It’s now been a year since the permanent team at What Works for Children’s Social Care took over from the incubator team – and a year since I said on this blog that we would “Start as we mean to go on”. It’s been six months since I reported that we were off to a good start, but that we’d made some important missteps along the way. So, where are we now?
As I’ve said before, I like to look at the numbers. At the beginning of last year we had no evaluations ongoing, and had research projects active in no local authorities. Today, we’ve got projects on the go in 107 local authorities – nearly 70% of all those delivering children’s services, and 29 live research projects. I’ve visited 26 local authorities to talk about children’s social care, and met hundreds of social workers in the process.

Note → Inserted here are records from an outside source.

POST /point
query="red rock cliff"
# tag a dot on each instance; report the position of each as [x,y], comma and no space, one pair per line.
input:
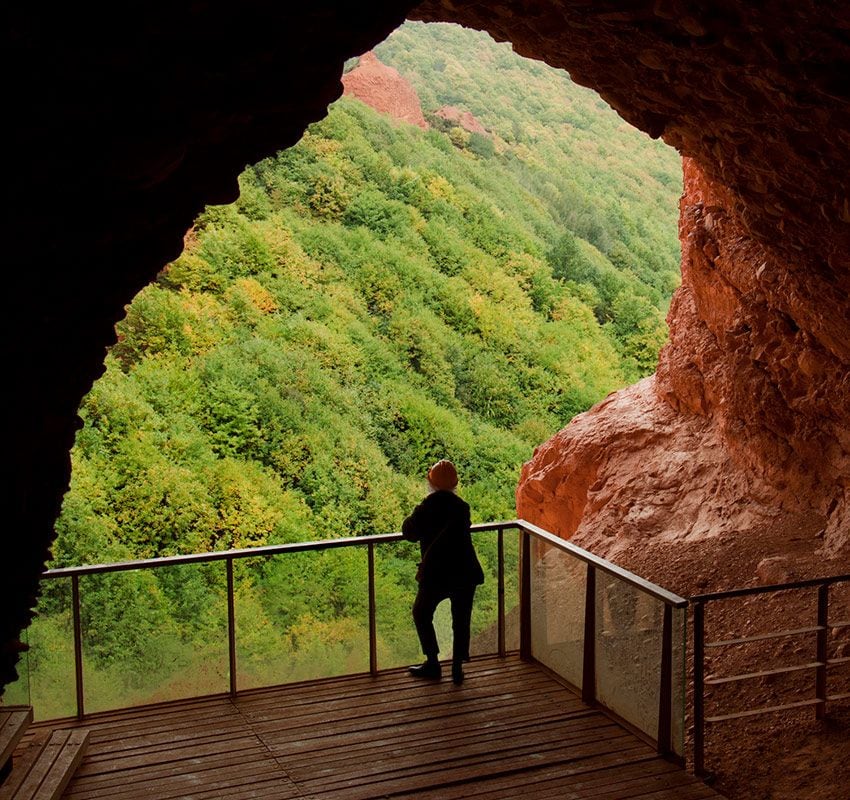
[382,88]
[745,425]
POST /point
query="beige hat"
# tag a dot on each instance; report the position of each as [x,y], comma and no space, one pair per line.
[443,475]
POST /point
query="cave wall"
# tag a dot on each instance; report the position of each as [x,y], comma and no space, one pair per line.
[125,122]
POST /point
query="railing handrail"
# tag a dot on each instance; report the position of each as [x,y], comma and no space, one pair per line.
[774,587]
[526,531]
[820,665]
[247,552]
[380,538]
[652,589]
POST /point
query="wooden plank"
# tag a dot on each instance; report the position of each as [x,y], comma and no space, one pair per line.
[25,758]
[65,764]
[414,784]
[51,772]
[410,737]
[115,780]
[426,775]
[513,732]
[548,783]
[443,751]
[14,721]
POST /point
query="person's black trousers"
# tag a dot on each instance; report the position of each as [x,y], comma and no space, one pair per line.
[427,599]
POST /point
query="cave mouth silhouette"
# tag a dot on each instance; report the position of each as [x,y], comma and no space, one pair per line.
[128,134]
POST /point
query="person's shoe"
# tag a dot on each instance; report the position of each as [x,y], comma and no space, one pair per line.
[430,670]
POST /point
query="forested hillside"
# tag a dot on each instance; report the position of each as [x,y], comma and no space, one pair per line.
[378,298]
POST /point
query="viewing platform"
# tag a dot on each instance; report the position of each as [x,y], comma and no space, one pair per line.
[511,730]
[578,687]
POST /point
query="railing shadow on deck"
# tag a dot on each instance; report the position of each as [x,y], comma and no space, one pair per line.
[617,639]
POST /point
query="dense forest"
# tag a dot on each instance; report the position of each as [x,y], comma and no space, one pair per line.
[378,298]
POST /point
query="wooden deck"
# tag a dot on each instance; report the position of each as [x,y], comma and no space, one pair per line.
[510,731]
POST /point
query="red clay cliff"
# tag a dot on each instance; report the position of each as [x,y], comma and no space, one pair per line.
[382,88]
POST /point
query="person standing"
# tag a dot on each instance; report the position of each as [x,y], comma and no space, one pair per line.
[449,569]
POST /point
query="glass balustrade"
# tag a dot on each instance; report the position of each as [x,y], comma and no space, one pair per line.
[153,635]
[164,630]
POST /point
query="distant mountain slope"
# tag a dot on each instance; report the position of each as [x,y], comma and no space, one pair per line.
[607,183]
[379,297]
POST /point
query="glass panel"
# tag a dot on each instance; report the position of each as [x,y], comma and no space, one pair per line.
[485,611]
[512,539]
[48,666]
[680,679]
[301,616]
[558,582]
[154,635]
[395,590]
[628,651]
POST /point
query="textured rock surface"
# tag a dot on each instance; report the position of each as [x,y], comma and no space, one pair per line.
[382,88]
[465,119]
[125,121]
[746,423]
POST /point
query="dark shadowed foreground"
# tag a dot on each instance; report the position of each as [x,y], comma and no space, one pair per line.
[510,730]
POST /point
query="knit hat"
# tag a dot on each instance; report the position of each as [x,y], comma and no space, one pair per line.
[443,475]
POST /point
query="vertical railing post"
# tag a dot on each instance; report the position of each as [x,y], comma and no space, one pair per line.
[373,632]
[78,644]
[231,627]
[822,650]
[665,698]
[588,672]
[500,543]
[699,688]
[525,597]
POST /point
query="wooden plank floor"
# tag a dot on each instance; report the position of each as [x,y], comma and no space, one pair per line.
[510,731]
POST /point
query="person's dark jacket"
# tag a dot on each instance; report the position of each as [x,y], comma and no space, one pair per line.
[440,523]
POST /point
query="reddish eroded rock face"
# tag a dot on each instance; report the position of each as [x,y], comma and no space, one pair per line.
[128,132]
[382,88]
[744,426]
[465,119]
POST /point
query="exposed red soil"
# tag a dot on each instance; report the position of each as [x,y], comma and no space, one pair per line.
[382,88]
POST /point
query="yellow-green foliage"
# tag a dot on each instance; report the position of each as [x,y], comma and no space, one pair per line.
[379,297]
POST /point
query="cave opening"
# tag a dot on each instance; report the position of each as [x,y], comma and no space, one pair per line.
[754,99]
[467,289]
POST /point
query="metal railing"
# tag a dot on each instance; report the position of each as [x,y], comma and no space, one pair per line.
[594,606]
[528,532]
[819,666]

Beneath these headlines there are important details. We’ve got 11 randomised controlled trials (RCTs) either up and running or well on their way. We’re enthusiastic about helping to bring this approach – which has so far been unusual in children’s social care – more into the mainstream, but these are far from everything we do, and we’ve tried to embrace a variety of methodologies in our research. We’re conducting three quasi-experimental evaluations – of Signs of Safety, of the Mockingbird Family Model, and of Family Drug and Alcohol courts – and 13 qualitative pilot and feasibility studies. Another two studies – re-analysing EEF trials and testing the efficacy of machine learning – are purely data analysis projects. Of our RCTs, more than half have a qualitative, implementation and process evaluation included.
As well as research that we’ve commissioned or conducted, we’re supporting 28 organisations across 17 projects to conduct evaluations of their own practice, through our Practice In Need of Evidence (PINE) programme.

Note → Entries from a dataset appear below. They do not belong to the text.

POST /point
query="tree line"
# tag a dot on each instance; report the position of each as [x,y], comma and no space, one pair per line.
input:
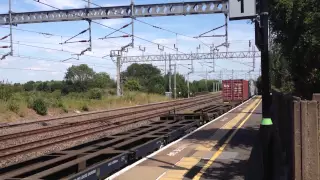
[295,44]
[137,77]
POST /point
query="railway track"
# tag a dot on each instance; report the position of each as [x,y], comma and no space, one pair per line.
[69,118]
[20,144]
[97,159]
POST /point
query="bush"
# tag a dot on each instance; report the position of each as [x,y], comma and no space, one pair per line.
[63,107]
[40,107]
[85,107]
[95,93]
[5,92]
[14,106]
[132,85]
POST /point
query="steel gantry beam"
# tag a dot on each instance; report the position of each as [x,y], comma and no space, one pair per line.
[191,56]
[145,10]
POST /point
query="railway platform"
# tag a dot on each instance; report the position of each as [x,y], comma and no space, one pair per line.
[217,150]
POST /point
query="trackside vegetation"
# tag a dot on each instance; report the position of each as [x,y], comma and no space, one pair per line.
[83,89]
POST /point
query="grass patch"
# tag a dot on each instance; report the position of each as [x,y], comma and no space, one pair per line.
[28,104]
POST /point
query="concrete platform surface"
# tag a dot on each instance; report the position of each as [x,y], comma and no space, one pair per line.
[219,150]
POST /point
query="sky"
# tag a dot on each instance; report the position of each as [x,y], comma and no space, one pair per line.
[38,57]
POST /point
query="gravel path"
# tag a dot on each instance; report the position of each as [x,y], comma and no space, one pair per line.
[60,146]
[83,128]
[86,116]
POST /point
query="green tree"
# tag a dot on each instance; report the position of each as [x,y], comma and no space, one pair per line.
[182,89]
[81,73]
[78,79]
[156,85]
[295,30]
[148,76]
[29,86]
[56,85]
[101,80]
[132,85]
[259,85]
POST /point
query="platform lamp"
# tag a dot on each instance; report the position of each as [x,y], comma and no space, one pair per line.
[265,158]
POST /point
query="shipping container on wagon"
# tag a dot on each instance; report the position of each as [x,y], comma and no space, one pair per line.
[252,88]
[235,90]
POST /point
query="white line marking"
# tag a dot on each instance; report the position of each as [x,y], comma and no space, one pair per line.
[224,119]
[168,170]
[172,143]
[164,173]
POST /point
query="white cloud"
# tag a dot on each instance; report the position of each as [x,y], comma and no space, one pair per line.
[58,4]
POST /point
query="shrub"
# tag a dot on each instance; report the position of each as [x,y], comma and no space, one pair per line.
[95,93]
[132,85]
[5,92]
[85,107]
[14,106]
[40,106]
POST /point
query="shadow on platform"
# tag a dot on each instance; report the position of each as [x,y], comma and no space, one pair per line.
[221,169]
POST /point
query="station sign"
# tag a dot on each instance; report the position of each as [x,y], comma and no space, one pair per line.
[242,9]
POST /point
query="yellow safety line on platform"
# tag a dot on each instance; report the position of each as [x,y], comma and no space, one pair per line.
[217,154]
[183,166]
[207,145]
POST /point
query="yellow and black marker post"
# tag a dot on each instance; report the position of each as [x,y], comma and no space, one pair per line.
[265,159]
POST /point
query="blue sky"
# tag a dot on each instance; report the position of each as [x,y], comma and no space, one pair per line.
[44,64]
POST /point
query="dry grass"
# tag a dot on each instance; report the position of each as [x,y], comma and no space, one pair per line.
[75,103]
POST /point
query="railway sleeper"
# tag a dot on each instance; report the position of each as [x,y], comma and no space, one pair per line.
[100,158]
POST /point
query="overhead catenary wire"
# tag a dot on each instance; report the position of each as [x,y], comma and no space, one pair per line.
[105,37]
[82,32]
[54,49]
[38,1]
[29,69]
[92,3]
[157,27]
[59,61]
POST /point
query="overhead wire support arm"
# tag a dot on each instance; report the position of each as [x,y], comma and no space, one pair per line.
[188,57]
[124,36]
[143,10]
[202,35]
[106,37]
[82,32]
[85,18]
[4,56]
[5,37]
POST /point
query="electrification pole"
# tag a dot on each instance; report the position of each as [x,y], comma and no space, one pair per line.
[90,32]
[132,23]
[175,80]
[169,76]
[118,76]
[10,21]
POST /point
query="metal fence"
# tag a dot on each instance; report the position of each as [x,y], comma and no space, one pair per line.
[297,122]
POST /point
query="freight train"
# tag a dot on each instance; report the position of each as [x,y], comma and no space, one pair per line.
[238,90]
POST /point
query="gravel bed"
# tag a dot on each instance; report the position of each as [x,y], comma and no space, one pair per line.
[45,135]
[80,117]
[80,129]
[60,146]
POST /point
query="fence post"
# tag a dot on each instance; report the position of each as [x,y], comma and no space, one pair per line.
[296,156]
[316,97]
[310,154]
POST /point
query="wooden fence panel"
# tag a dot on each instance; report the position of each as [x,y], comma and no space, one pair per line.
[316,97]
[310,161]
[296,156]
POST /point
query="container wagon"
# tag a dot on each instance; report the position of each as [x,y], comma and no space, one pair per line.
[236,90]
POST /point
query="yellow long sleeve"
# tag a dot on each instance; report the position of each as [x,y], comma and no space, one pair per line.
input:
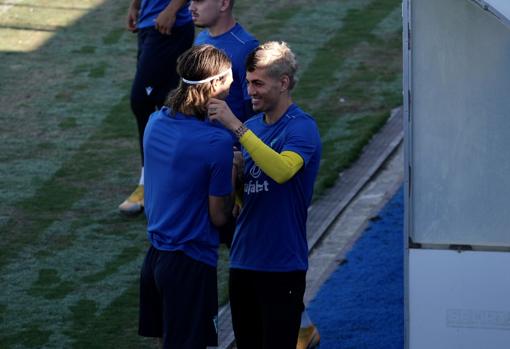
[279,166]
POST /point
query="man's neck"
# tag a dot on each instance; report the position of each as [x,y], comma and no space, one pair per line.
[276,113]
[223,25]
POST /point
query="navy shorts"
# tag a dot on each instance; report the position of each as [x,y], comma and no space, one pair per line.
[178,300]
[266,308]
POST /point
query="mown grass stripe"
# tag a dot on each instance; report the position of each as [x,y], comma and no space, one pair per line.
[90,163]
[358,26]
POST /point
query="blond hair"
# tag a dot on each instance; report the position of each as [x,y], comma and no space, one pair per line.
[276,58]
[198,63]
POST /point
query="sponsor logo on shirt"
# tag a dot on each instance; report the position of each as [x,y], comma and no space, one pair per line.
[253,187]
[256,186]
[255,171]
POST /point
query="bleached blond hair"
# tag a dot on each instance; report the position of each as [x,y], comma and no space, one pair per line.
[276,58]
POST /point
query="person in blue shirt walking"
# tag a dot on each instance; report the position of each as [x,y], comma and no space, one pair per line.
[269,255]
[189,179]
[222,31]
[165,30]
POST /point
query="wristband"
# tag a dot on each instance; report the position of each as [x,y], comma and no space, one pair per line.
[240,131]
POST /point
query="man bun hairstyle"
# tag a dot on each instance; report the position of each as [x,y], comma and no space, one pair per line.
[198,63]
[276,58]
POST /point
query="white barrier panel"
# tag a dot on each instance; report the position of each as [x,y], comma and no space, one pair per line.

Producing evidence is, of course, our main priority, but so too has to be our ability to support the work of the sector itself – through creating an evidence base, and through either funding projects ourselves or working with others, to help more funding flow into children’s services. I’m pleased that we’re involved in projects totalling more than £100million spent on services, including the Supporting Families, Investing in Practice programme where we are working in partnership with the Department for Education.
Of course, not everything has gone smoothly. As I reflected after six months, we haven’t always consulted in the right way or at the right time – something I think we’re getting better at, and which I hope you can see reflected in our current priority setting exercise for next year. Some things have taken longer to get going, and to get done, than I thought they would do in the spring of 2019 – we’ll have to chalk this up to organisational youthful optimism. Nonetheless, I’m pleased that the next few months are chock-a-block with publications of research projects we’ve begun in the last year – starting two weeks ago with the publication of our report on social worker forecasting, and continuing with this Thursday’s launch of our report on the ethics of machine learning in social care.
We’ve learned a lot in the last year, and I owe that to the many people who’ve taken the time to speak to us, to offer their wisdom from years of experience and research in the sector, and to the local authorities who opened their doors to us.I’ve taken a great deal from those conversations and experiences, and I hope we’ve been able to contribute something in return.
So, a year later, I believe we’re off to a good start, with an appropriate dose of humility and self-criticism. I wish I could say we’re done with mistakes, but without those, how will we keep learning? What I can promise for the year ahead is that we’ll keep learning, and we’ll still be committed to helping build and communicate the evidence base in social work practice. We will also continue to work as collaboratively and as broadly as possible to ensure we achieve this mission.
To those I’ve met in the last year, thank you for everything – from support and friendship, to the criticism and scepticism. To those that I haven’t met yet – I look forward to doing so one day soon.